Universalização: Desconto às teles no ônus da concessão ainda sem aval do Tesouro

dez 8, 2010 by

Apesar de contar com incentivo do comitê gestor dos programas de inclusão digital da Casa Civil, a decisão da Anatel de permitir que as concessionárias de telefonia abatam custos de universalização do ônus da concessão não agrada o Tesouro Nacional.Segundo o secretário do Tesouro, Arno Augustin, o assunto não está pacificado na administração federal, ainda que a agência reguladora já tenha incluído a possibilidade do benefício nos novos contratos de concessão. “Ainda não há nada definido sobre isso”, afirmou Augustin.

 

O ônus da concessão é como uma taxa recolhida diretamente pelo Tesouro Nacional. No caso das telecomunicações, é pago a cada dois anos e equivale a 2% da receita das operadoras. O último pagamento, em maio de 2009, foi de R$ 700 milhões. Nova parcela é esperada para o próximo ano.

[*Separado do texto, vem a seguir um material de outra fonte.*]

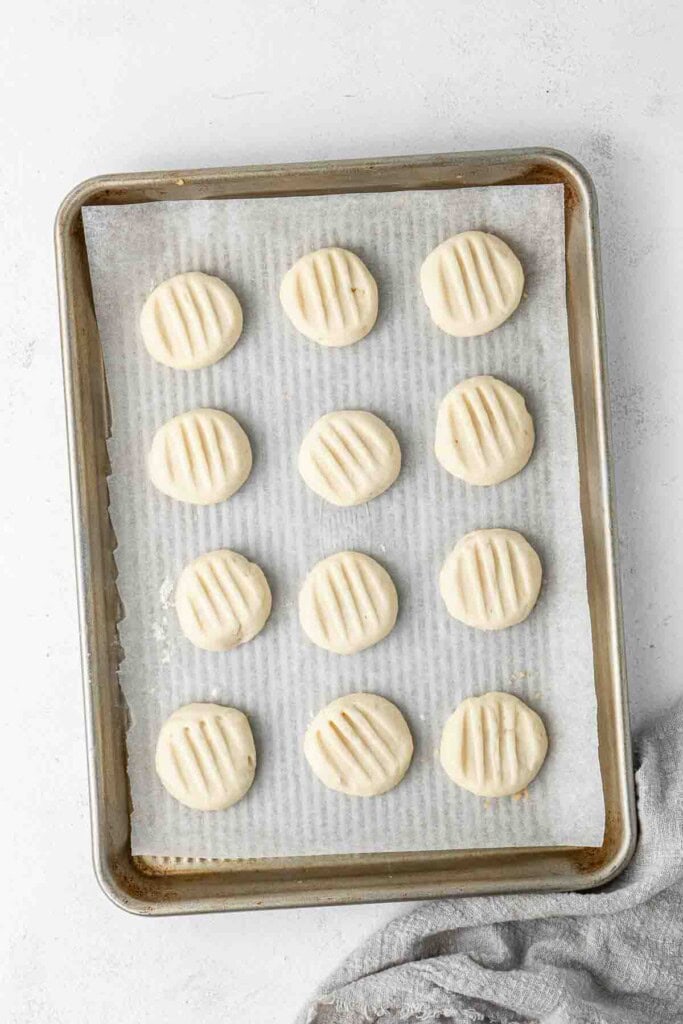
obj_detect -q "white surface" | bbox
[84,185,604,857]
[0,0,683,1024]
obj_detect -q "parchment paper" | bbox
[83,185,604,857]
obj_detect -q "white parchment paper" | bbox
[83,185,604,857]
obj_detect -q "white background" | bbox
[0,0,683,1024]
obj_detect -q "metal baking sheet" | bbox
[57,151,633,912]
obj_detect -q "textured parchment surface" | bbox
[84,185,604,857]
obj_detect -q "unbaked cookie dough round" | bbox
[420,231,524,338]
[280,247,378,348]
[155,703,256,811]
[303,693,413,797]
[299,551,398,654]
[140,270,243,370]
[299,410,400,506]
[439,529,543,630]
[440,693,548,797]
[175,550,272,650]
[147,409,252,505]
[434,377,533,486]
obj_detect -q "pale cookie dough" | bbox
[303,693,413,797]
[155,703,256,811]
[280,247,378,347]
[140,270,243,370]
[147,409,252,505]
[420,231,524,338]
[299,410,400,506]
[299,551,398,654]
[175,550,272,650]
[440,693,548,797]
[439,529,543,630]
[434,377,533,486]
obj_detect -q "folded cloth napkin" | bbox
[300,703,683,1024]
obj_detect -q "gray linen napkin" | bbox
[300,703,683,1024]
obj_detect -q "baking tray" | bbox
[55,148,636,914]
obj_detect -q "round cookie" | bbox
[140,270,243,370]
[303,693,413,797]
[420,231,524,338]
[299,551,398,654]
[147,409,252,505]
[299,410,400,506]
[175,550,272,650]
[280,247,378,348]
[155,703,256,811]
[434,377,535,486]
[439,529,543,630]
[440,692,548,797]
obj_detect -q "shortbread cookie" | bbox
[434,377,533,486]
[175,550,272,650]
[299,410,400,506]
[420,231,524,338]
[303,693,413,797]
[439,529,542,630]
[299,551,398,654]
[156,703,256,811]
[147,409,252,505]
[280,247,378,347]
[440,693,548,797]
[140,270,242,370]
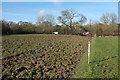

O Tesouro Nacional sabe, no entanto, que caso prospere a decisão da Anatel, esse dinheiro não chegará aos cofres públicos. A agência incluiu em uma das cláusulas do contrato de concessão a possibilidade de que as empresas descontem do valor devido os custos relativos a metas de universalização, além de outras obrigações que vierem a ser definidas.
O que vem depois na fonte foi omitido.